Context Engine
The Context Engine is the core component of a Precision Enterprise AI platform. It extracts content from enterprise sources, classifies and versions it, attaches metadata and citations, and exposes the resulting context to specialised agents. Unlike plain Retrieval-Augmented Generation, a Context Engine respects permissions, validity, source quality and domain semantics so agents deliver reliable answers with traceable provenance.
The Context Engine understands the company's products, data points, and all relevant stakeholders, making it the key differentiator in a RAG-based knowledge product. Genow fully implements these requirements, ensuring high-quality results.
Knowledge Agent
A knowledge agent is a specialised AI agent (for example Genow) grounded in a validated knowledge base that supports a scoped business process — service, proposal or product configuration. Knowledge agents cite sources, flag uncertainty, and integrate with line-of-business tools like CRM, ticketing or production dashboards.
Agentic AI
Agentic AI refers to AI systems that don't just answer questions but actively act — querying data, invoking tools, making decisions in workflows. In enterprise contexts always with human oversight, clear guardrails and audit trails.
Precision Enterprise AI
Category term for enterprise AI platforms that combine domain-specific agents, validated data, EU-compliant sovereignty, measurable business KPIs and cross-domain orchestration.

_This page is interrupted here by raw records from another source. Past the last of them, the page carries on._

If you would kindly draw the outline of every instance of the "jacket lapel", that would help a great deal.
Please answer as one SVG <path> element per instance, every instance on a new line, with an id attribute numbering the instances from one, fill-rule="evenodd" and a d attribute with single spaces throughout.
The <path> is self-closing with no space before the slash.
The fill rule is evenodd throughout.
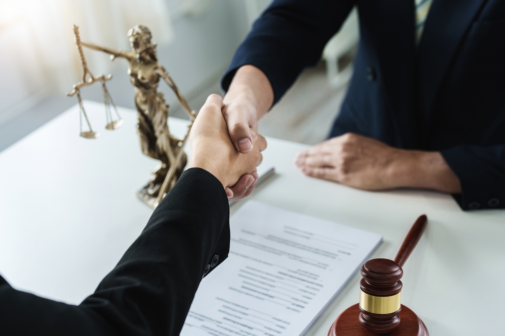
<path id="1" fill-rule="evenodd" d="M 414 148 L 417 141 L 414 112 L 415 68 L 414 0 L 373 0 L 373 26 L 370 29 L 386 88 L 392 125 L 397 141 Z M 381 121 L 376 120 L 376 123 Z"/>
<path id="2" fill-rule="evenodd" d="M 423 144 L 430 136 L 435 100 L 465 35 L 487 0 L 433 0 L 417 50 L 418 109 Z"/>

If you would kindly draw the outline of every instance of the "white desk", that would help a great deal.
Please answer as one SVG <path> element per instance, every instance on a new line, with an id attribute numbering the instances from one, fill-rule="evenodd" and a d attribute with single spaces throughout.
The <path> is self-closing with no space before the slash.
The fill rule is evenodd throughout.
<path id="1" fill-rule="evenodd" d="M 98 139 L 78 136 L 74 106 L 0 153 L 0 273 L 16 288 L 75 304 L 94 291 L 147 222 L 152 210 L 135 192 L 156 164 L 140 152 L 136 112 L 120 108 L 125 125 L 109 131 L 103 106 L 85 104 Z M 170 121 L 181 135 L 185 122 Z M 370 192 L 308 178 L 292 163 L 306 145 L 267 140 L 262 166 L 275 166 L 277 175 L 252 198 L 378 233 L 384 242 L 373 257 L 394 258 L 426 213 L 427 229 L 404 267 L 402 303 L 432 336 L 505 333 L 505 211 L 463 212 L 437 193 Z M 326 336 L 338 314 L 358 302 L 360 278 L 309 334 Z"/>

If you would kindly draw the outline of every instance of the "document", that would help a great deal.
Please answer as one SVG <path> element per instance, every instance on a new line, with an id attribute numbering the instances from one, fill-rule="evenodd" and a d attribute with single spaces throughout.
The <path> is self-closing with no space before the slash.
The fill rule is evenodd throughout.
<path id="1" fill-rule="evenodd" d="M 302 335 L 382 240 L 254 201 L 230 228 L 228 259 L 202 280 L 181 336 Z"/>

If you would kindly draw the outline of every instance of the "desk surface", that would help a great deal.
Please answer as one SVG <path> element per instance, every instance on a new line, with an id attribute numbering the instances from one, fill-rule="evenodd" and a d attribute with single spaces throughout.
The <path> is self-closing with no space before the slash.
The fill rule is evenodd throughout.
<path id="1" fill-rule="evenodd" d="M 103 105 L 85 105 L 93 127 L 103 129 Z M 121 129 L 99 130 L 98 139 L 88 140 L 78 136 L 74 106 L 0 153 L 0 273 L 15 288 L 77 304 L 143 228 L 152 210 L 135 192 L 157 161 L 140 152 L 136 112 L 119 111 Z M 170 120 L 176 135 L 186 124 Z M 384 241 L 374 258 L 394 258 L 426 213 L 427 229 L 403 268 L 402 303 L 432 336 L 504 332 L 505 211 L 464 212 L 438 193 L 367 192 L 308 178 L 292 163 L 306 145 L 267 140 L 262 166 L 274 166 L 277 175 L 252 199 L 377 232 Z M 358 302 L 360 278 L 351 278 L 309 335 L 326 336 Z"/>

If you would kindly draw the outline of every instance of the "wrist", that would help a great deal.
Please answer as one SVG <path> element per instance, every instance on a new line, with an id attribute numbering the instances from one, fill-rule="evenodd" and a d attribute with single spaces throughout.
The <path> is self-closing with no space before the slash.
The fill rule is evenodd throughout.
<path id="1" fill-rule="evenodd" d="M 214 163 L 210 162 L 209 160 L 205 158 L 193 159 L 193 158 L 195 156 L 197 157 L 201 157 L 201 156 L 197 154 L 193 155 L 192 153 L 191 157 L 189 159 L 189 162 L 188 163 L 188 169 L 190 168 L 200 168 L 203 169 L 212 174 L 214 177 L 217 179 L 223 186 L 223 188 L 226 188 L 228 186 L 228 183 L 226 179 L 224 178 L 226 174 L 222 174 L 222 171 L 219 169 L 219 165 L 216 165 Z"/>
<path id="2" fill-rule="evenodd" d="M 459 179 L 439 152 L 397 149 L 393 171 L 397 187 L 461 192 Z"/>
<path id="3" fill-rule="evenodd" d="M 265 73 L 246 65 L 237 70 L 223 101 L 225 106 L 239 103 L 250 106 L 261 118 L 273 104 L 274 92 Z"/>

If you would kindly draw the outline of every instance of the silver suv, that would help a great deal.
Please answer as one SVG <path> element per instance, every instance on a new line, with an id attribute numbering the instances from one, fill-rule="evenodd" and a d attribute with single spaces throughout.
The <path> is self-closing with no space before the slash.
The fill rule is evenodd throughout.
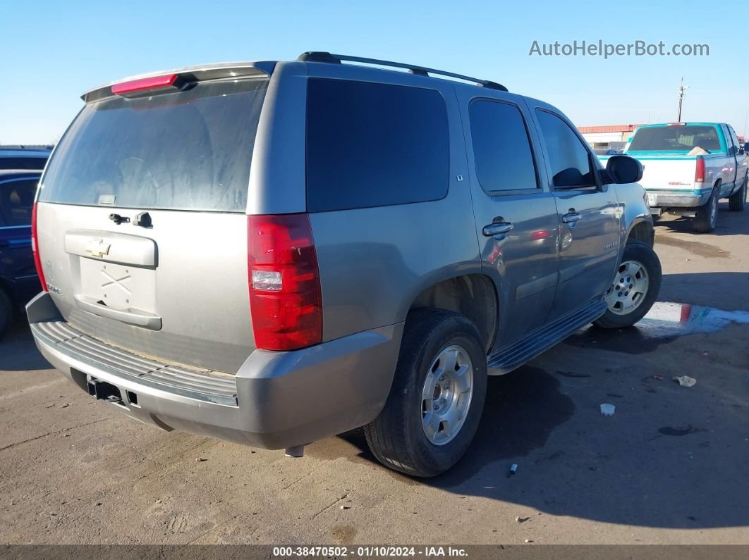
<path id="1" fill-rule="evenodd" d="M 34 208 L 28 319 L 82 390 L 158 428 L 298 455 L 363 426 L 386 465 L 437 475 L 488 375 L 657 296 L 640 164 L 602 168 L 495 82 L 308 52 L 83 99 Z"/>

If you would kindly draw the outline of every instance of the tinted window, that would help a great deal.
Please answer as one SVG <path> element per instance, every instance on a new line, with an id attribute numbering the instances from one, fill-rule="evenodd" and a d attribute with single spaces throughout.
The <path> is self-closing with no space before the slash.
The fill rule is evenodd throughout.
<path id="1" fill-rule="evenodd" d="M 741 144 L 739 143 L 739 137 L 736 136 L 736 131 L 733 130 L 733 129 L 732 129 L 730 126 L 728 127 L 728 130 L 730 132 L 731 134 L 731 141 L 733 142 L 733 145 L 736 147 L 736 150 L 734 151 L 738 151 L 739 147 L 741 146 Z"/>
<path id="2" fill-rule="evenodd" d="M 707 152 L 720 152 L 718 129 L 699 125 L 639 129 L 627 151 L 690 152 L 698 147 Z"/>
<path id="3" fill-rule="evenodd" d="M 0 156 L 0 169 L 34 169 L 41 170 L 44 169 L 44 164 L 46 163 L 46 158 L 37 156 L 17 157 L 11 156 L 4 157 Z"/>
<path id="4" fill-rule="evenodd" d="M 307 209 L 435 200 L 447 194 L 445 101 L 434 90 L 310 79 Z"/>
<path id="5" fill-rule="evenodd" d="M 0 182 L 0 225 L 28 226 L 37 192 L 37 179 Z"/>
<path id="6" fill-rule="evenodd" d="M 520 109 L 507 103 L 474 101 L 470 113 L 476 170 L 484 190 L 538 187 L 530 140 Z"/>
<path id="7" fill-rule="evenodd" d="M 555 187 L 588 187 L 595 185 L 589 153 L 572 129 L 555 114 L 536 111 L 541 135 L 549 154 Z"/>
<path id="8" fill-rule="evenodd" d="M 204 82 L 87 105 L 49 161 L 40 200 L 243 211 L 267 84 Z"/>

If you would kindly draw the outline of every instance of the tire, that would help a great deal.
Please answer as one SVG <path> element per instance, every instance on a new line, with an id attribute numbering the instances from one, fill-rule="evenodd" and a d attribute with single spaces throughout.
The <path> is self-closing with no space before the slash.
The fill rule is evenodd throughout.
<path id="1" fill-rule="evenodd" d="M 459 350 L 453 350 L 456 348 Z M 440 370 L 452 363 L 453 354 L 456 366 L 452 375 L 456 377 L 450 377 L 446 369 L 445 375 L 439 377 Z M 458 369 L 461 364 L 463 367 Z M 467 403 L 465 393 L 458 393 L 464 390 L 464 385 L 461 387 L 459 384 L 467 382 L 469 370 L 473 390 Z M 433 373 L 435 371 L 437 376 Z M 425 385 L 429 375 L 434 380 L 434 393 L 444 387 L 440 385 L 443 379 L 449 379 L 453 393 L 443 391 L 438 396 L 425 397 L 431 394 Z M 476 434 L 486 399 L 486 353 L 473 322 L 452 311 L 423 309 L 411 312 L 406 320 L 387 401 L 380 415 L 364 426 L 369 449 L 385 466 L 412 476 L 430 477 L 444 473 L 461 459 Z M 446 404 L 441 399 L 444 396 L 449 397 Z M 455 433 L 446 422 L 440 421 L 452 417 L 449 416 L 455 413 L 451 403 L 464 407 L 458 413 L 461 416 L 453 414 L 458 419 Z M 431 428 L 435 425 L 437 431 Z M 428 429 L 431 436 L 427 435 Z"/>
<path id="2" fill-rule="evenodd" d="M 721 197 L 718 185 L 715 186 L 706 203 L 697 209 L 697 215 L 692 221 L 694 231 L 698 233 L 709 233 L 715 229 L 718 223 L 718 201 Z"/>
<path id="3" fill-rule="evenodd" d="M 655 250 L 640 241 L 628 243 L 613 283 L 606 294 L 608 308 L 593 324 L 603 328 L 622 328 L 637 323 L 655 303 L 661 275 L 661 261 Z M 637 291 L 638 286 L 643 292 Z M 628 307 L 628 301 L 631 302 L 631 307 Z"/>
<path id="4" fill-rule="evenodd" d="M 728 209 L 731 212 L 742 212 L 747 200 L 747 182 L 749 177 L 744 178 L 742 188 L 728 197 Z"/>
<path id="5" fill-rule="evenodd" d="M 13 302 L 10 298 L 0 288 L 0 339 L 5 335 L 13 321 Z"/>

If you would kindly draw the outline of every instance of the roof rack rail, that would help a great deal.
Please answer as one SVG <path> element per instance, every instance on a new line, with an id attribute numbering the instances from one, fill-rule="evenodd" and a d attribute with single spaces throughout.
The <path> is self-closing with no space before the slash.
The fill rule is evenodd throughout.
<path id="1" fill-rule="evenodd" d="M 302 61 L 303 62 L 327 62 L 331 64 L 340 64 L 342 61 L 348 61 L 350 62 L 360 62 L 363 64 L 376 64 L 377 66 L 389 66 L 394 68 L 405 68 L 412 74 L 416 74 L 416 76 L 429 76 L 430 74 L 446 76 L 450 78 L 455 78 L 458 80 L 473 81 L 476 85 L 482 86 L 482 87 L 489 87 L 490 89 L 499 90 L 500 91 L 508 90 L 506 87 L 502 85 L 502 84 L 497 84 L 496 81 L 491 81 L 491 80 L 481 80 L 478 78 L 472 78 L 470 76 L 455 74 L 452 72 L 437 70 L 434 68 L 416 66 L 415 64 L 405 64 L 402 62 L 380 61 L 377 58 L 363 58 L 362 57 L 349 56 L 348 55 L 332 55 L 330 52 L 324 52 L 321 51 L 308 51 L 307 52 L 303 52 L 300 55 L 299 58 L 297 60 Z"/>

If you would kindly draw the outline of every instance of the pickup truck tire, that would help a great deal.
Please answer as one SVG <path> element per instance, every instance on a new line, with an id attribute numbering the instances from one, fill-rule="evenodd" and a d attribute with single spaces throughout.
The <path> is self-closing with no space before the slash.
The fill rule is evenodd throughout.
<path id="1" fill-rule="evenodd" d="M 13 321 L 13 302 L 5 291 L 0 288 L 0 339 L 5 335 Z"/>
<path id="2" fill-rule="evenodd" d="M 742 188 L 728 197 L 728 209 L 733 212 L 742 212 L 747 200 L 747 182 L 749 178 L 745 177 Z"/>
<path id="3" fill-rule="evenodd" d="M 470 320 L 443 310 L 410 312 L 387 401 L 364 426 L 369 449 L 412 476 L 444 473 L 476 434 L 486 383 L 484 342 Z"/>
<path id="4" fill-rule="evenodd" d="M 640 241 L 628 242 L 606 294 L 608 309 L 593 324 L 603 328 L 622 328 L 637 323 L 655 303 L 661 276 L 661 261 L 655 251 Z"/>
<path id="5" fill-rule="evenodd" d="M 692 226 L 698 233 L 709 233 L 718 223 L 718 201 L 721 197 L 720 188 L 716 185 L 710 194 L 709 200 L 697 209 Z"/>

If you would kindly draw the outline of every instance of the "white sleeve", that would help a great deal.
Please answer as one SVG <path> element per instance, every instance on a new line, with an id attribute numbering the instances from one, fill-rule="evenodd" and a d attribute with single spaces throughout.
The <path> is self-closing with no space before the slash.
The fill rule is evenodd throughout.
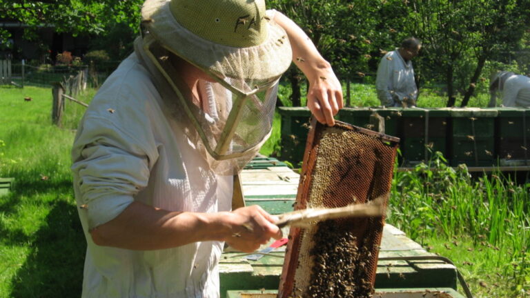
<path id="1" fill-rule="evenodd" d="M 72 150 L 78 203 L 85 205 L 88 227 L 112 219 L 147 186 L 148 157 L 134 136 L 100 117 L 88 117 L 79 128 Z M 151 154 L 151 155 L 153 155 Z"/>
<path id="2" fill-rule="evenodd" d="M 375 79 L 375 90 L 377 92 L 377 98 L 384 106 L 393 103 L 389 87 L 389 81 L 392 76 L 392 61 L 387 59 L 389 54 L 390 53 L 387 53 L 381 59 Z"/>

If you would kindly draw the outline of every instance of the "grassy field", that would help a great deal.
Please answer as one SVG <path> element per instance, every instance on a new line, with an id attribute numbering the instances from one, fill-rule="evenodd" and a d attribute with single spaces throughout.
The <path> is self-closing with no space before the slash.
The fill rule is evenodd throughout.
<path id="1" fill-rule="evenodd" d="M 355 88 L 373 100 L 373 89 Z M 0 87 L 0 177 L 16 179 L 0 197 L 0 297 L 79 297 L 86 244 L 70 148 L 84 108 L 68 103 L 59 128 L 51 125 L 51 101 L 50 89 Z M 279 123 L 277 117 L 262 153 L 277 150 Z M 396 172 L 389 221 L 451 259 L 475 297 L 529 297 L 530 186 L 500 174 L 472 179 L 441 158 L 432 161 L 435 171 Z"/>

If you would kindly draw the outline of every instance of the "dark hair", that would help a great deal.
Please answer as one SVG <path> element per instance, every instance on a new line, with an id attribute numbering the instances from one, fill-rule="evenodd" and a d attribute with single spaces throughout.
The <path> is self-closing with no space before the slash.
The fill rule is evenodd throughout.
<path id="1" fill-rule="evenodd" d="M 415 37 L 409 37 L 403 39 L 401 42 L 401 47 L 407 49 L 413 49 L 422 45 L 422 41 Z"/>

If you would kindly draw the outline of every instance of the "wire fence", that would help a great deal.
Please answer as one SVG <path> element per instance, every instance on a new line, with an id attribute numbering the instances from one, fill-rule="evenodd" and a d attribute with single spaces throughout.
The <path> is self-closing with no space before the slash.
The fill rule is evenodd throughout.
<path id="1" fill-rule="evenodd" d="M 98 88 L 117 66 L 119 61 L 89 66 L 68 66 L 25 63 L 23 61 L 0 60 L 0 84 L 14 85 L 18 87 L 35 86 L 52 87 L 61 82 L 67 94 L 77 94 L 82 88 Z M 82 74 L 79 74 L 82 72 Z M 81 81 L 80 81 L 80 80 Z"/>

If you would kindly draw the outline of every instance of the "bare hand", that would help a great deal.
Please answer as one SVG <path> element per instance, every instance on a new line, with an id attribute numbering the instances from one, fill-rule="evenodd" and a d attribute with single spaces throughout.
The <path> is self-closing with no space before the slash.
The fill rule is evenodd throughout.
<path id="1" fill-rule="evenodd" d="M 320 70 L 309 82 L 307 107 L 319 122 L 333 126 L 333 116 L 343 106 L 342 88 L 331 66 Z"/>
<path id="2" fill-rule="evenodd" d="M 252 252 L 271 237 L 282 238 L 282 230 L 273 223 L 277 218 L 257 205 L 236 209 L 228 216 L 225 220 L 231 235 L 225 241 L 238 250 Z"/>

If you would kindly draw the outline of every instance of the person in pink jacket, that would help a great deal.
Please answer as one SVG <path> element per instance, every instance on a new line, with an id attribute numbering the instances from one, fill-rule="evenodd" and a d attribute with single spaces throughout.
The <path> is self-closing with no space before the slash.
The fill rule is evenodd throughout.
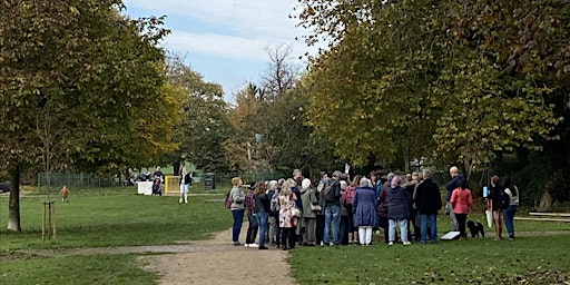
<path id="1" fill-rule="evenodd" d="M 460 179 L 458 181 L 458 188 L 455 188 L 451 194 L 450 203 L 453 207 L 453 213 L 458 218 L 460 239 L 465 239 L 465 222 L 468 219 L 469 206 L 473 204 L 473 197 L 471 196 L 471 190 L 468 189 L 466 181 L 464 179 Z"/>

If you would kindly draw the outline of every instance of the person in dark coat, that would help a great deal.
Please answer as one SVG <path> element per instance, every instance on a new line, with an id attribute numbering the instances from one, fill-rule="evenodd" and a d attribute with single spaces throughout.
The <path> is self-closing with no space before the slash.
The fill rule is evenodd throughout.
<path id="1" fill-rule="evenodd" d="M 393 245 L 396 236 L 396 224 L 400 225 L 400 235 L 402 244 L 410 245 L 407 240 L 407 218 L 410 217 L 410 206 L 405 188 L 401 186 L 402 178 L 394 176 L 386 193 L 387 199 L 387 219 L 390 224 L 387 245 Z"/>
<path id="2" fill-rule="evenodd" d="M 428 236 L 428 225 L 430 225 L 430 238 L 433 244 L 438 242 L 438 210 L 442 207 L 440 187 L 432 181 L 432 171 L 423 170 L 424 180 L 415 190 L 415 207 L 421 218 L 421 239 L 425 244 Z"/>
<path id="3" fill-rule="evenodd" d="M 376 216 L 376 191 L 367 178 L 362 178 L 356 188 L 352 205 L 354 226 L 358 228 L 358 243 L 368 246 L 372 243 L 372 228 L 379 225 Z"/>

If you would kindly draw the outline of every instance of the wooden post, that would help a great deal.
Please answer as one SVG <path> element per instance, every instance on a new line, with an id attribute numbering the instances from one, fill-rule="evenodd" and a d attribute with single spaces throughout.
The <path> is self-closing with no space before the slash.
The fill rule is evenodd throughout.
<path id="1" fill-rule="evenodd" d="M 46 202 L 43 202 L 43 212 L 41 215 L 41 240 L 46 239 Z"/>
<path id="2" fill-rule="evenodd" d="M 53 240 L 56 240 L 56 202 L 52 200 L 50 203 L 53 204 L 52 207 L 51 207 L 51 212 L 52 212 L 52 216 L 53 216 L 51 227 L 52 227 L 52 230 L 53 230 Z"/>

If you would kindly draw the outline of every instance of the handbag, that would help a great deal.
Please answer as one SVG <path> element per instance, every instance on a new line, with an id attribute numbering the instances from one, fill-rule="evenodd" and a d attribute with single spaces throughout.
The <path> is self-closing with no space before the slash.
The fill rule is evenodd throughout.
<path id="1" fill-rule="evenodd" d="M 291 208 L 291 215 L 294 217 L 301 217 L 301 210 L 296 207 Z"/>

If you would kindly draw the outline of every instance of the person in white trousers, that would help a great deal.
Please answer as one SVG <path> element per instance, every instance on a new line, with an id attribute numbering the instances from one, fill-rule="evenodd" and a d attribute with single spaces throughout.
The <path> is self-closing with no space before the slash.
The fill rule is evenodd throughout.
<path id="1" fill-rule="evenodd" d="M 363 177 L 358 181 L 352 205 L 354 226 L 358 227 L 358 243 L 362 246 L 368 246 L 372 243 L 372 227 L 379 225 L 376 206 L 376 191 L 372 183 Z"/>
<path id="2" fill-rule="evenodd" d="M 188 203 L 188 188 L 191 187 L 191 175 L 186 170 L 186 167 L 183 167 L 180 171 L 180 199 L 178 203 Z"/>

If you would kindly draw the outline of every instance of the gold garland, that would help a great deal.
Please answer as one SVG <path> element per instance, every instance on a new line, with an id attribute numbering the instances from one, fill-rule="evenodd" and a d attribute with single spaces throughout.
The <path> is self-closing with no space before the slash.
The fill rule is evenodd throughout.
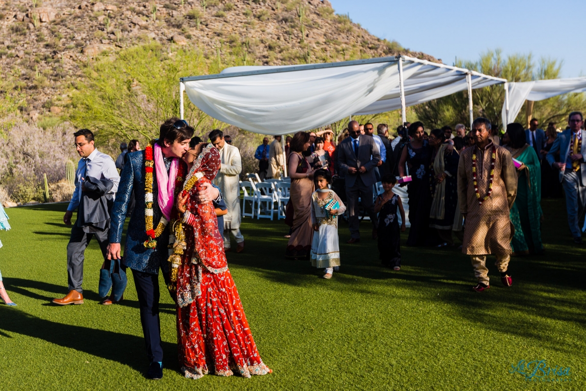
<path id="1" fill-rule="evenodd" d="M 153 146 L 155 140 L 151 140 L 145 148 L 145 225 L 148 239 L 143 243 L 147 249 L 154 249 L 156 247 L 155 237 L 158 237 L 165 230 L 168 222 L 165 216 L 161 216 L 156 229 L 153 229 L 152 222 L 152 172 L 155 168 L 155 162 L 153 159 Z"/>
<path id="2" fill-rule="evenodd" d="M 202 173 L 196 172 L 183 183 L 183 196 L 193 188 L 195 183 L 203 176 L 203 174 Z M 179 267 L 181 264 L 181 256 L 183 254 L 183 250 L 187 248 L 187 243 L 185 242 L 185 232 L 181 220 L 178 219 L 174 221 L 172 227 L 172 233 L 169 238 L 169 248 L 172 251 L 169 250 L 171 254 L 169 259 L 167 260 L 170 269 L 171 283 L 167 286 L 167 288 L 173 291 L 177 289 L 177 277 Z"/>

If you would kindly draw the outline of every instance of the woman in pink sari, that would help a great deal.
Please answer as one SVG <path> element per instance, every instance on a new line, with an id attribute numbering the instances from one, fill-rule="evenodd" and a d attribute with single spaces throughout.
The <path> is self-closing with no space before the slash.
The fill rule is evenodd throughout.
<path id="1" fill-rule="evenodd" d="M 183 160 L 188 174 L 178 195 L 177 209 L 183 214 L 185 250 L 172 287 L 177 291 L 181 372 L 192 379 L 210 372 L 231 376 L 236 371 L 245 378 L 269 373 L 228 270 L 214 206 L 211 200 L 195 200 L 198 189 L 216 176 L 219 153 L 211 144 L 201 143 L 192 146 Z"/>

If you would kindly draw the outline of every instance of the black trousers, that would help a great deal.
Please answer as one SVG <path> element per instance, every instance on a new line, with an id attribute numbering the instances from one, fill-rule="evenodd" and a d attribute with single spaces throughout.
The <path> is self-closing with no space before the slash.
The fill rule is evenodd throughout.
<path id="1" fill-rule="evenodd" d="M 169 283 L 167 273 L 163 273 L 165 284 Z M 159 318 L 159 276 L 132 270 L 134 285 L 138 295 L 141 324 L 146 346 L 146 356 L 151 362 L 163 361 L 161 342 L 161 321 Z"/>

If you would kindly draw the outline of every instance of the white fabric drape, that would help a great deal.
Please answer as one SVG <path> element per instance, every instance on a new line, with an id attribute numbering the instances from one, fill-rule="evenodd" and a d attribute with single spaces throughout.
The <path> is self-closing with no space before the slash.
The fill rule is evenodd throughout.
<path id="1" fill-rule="evenodd" d="M 382 59 L 384 61 L 386 59 Z M 340 64 L 343 64 L 340 66 Z M 210 116 L 263 134 L 287 134 L 353 114 L 401 108 L 397 60 L 332 67 L 240 66 L 221 74 L 280 69 L 274 73 L 213 77 L 183 83 L 191 101 Z M 467 89 L 465 69 L 403 60 L 406 106 Z M 502 83 L 472 73 L 472 88 Z"/>
<path id="2" fill-rule="evenodd" d="M 406 64 L 406 63 L 407 63 Z M 440 68 L 431 64 L 422 66 L 417 63 L 403 62 L 403 72 L 411 72 L 416 67 L 415 72 L 411 72 L 405 77 L 405 103 L 406 107 L 441 98 L 468 89 L 466 73 L 461 70 Z M 502 83 L 493 79 L 485 79 L 477 75 L 472 76 L 472 89 L 479 89 Z M 399 88 L 390 91 L 379 100 L 364 108 L 355 111 L 357 115 L 372 114 L 396 110 L 401 108 Z"/>
<path id="3" fill-rule="evenodd" d="M 526 100 L 539 101 L 568 93 L 586 92 L 586 77 L 554 79 L 509 83 L 509 121 L 506 107 L 501 111 L 503 123 L 515 121 Z"/>
<path id="4" fill-rule="evenodd" d="M 237 68 L 224 72 L 243 70 Z M 191 101 L 211 117 L 246 130 L 277 135 L 348 117 L 397 87 L 399 76 L 396 62 L 389 62 L 185 84 Z"/>

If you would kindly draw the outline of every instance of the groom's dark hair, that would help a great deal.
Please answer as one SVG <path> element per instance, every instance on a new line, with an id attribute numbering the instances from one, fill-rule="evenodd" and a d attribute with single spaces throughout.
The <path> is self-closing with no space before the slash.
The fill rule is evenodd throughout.
<path id="1" fill-rule="evenodd" d="M 189 140 L 193 136 L 193 128 L 188 125 L 185 121 L 172 117 L 161 125 L 157 143 L 159 147 L 165 147 L 164 140 L 173 144 L 175 141 Z"/>
<path id="2" fill-rule="evenodd" d="M 87 140 L 88 142 L 94 141 L 94 134 L 89 129 L 80 129 L 73 134 L 74 138 L 78 136 L 83 136 Z"/>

Retrieval-Augmented Generation (RAG)
Architecture pattern where a large language model retrieves relevant documents from an external knowledge base before generating an answer. RAG is a component of a Context Engine but not synonymous with it.
High-risk AI (EU AI Act)
Systems that pose significant risks to safety or fundamental rights under the EU AI Act. Most enterprise use cases are not in this category but are subject to transparency and documentation duties.
Data sovereignty
Control over where data is stored, accessed and processed. Critical for European companies: EU hosting, no training on customer data by third parties, clear audit chains.
EU AI Act
European regulation for AI systems, in force since 2024, phased application. Addresses risks via four classes (unacceptable, high, limited, minimal).
Audit trail
Audit-proof logging of sources, prompts and versions used for an answer. Mandatory for compliance-critical use cases.
Time-to-value (TtV)
Time from project start to measurable business outcome. In Precision Enterprise AI typically 6–12 weeks for the first agent.
Skill (AI agent skill)
Bundled set of prompts, tools and workflow logic for a concrete business task. Skills are reusable building blocks of an agent platform.
Knowledge Twin
Metaphor for a central, AI-driven representation of enterprise knowledge. A competing concept to the Context Engine architecture.
Orchestration
Coordination of multiple skills or agents across business-unit boundaries so a user can trigger several downstream processes from a single query.
Guardrails
Technical and organisational limits on an agent's behaviour — topic filters, escalation rules, roles and data access.
Human-in-the-loop
Principle where a human oversees, approves or corrects the agent at defined process points. Core to any enterprise AI governance.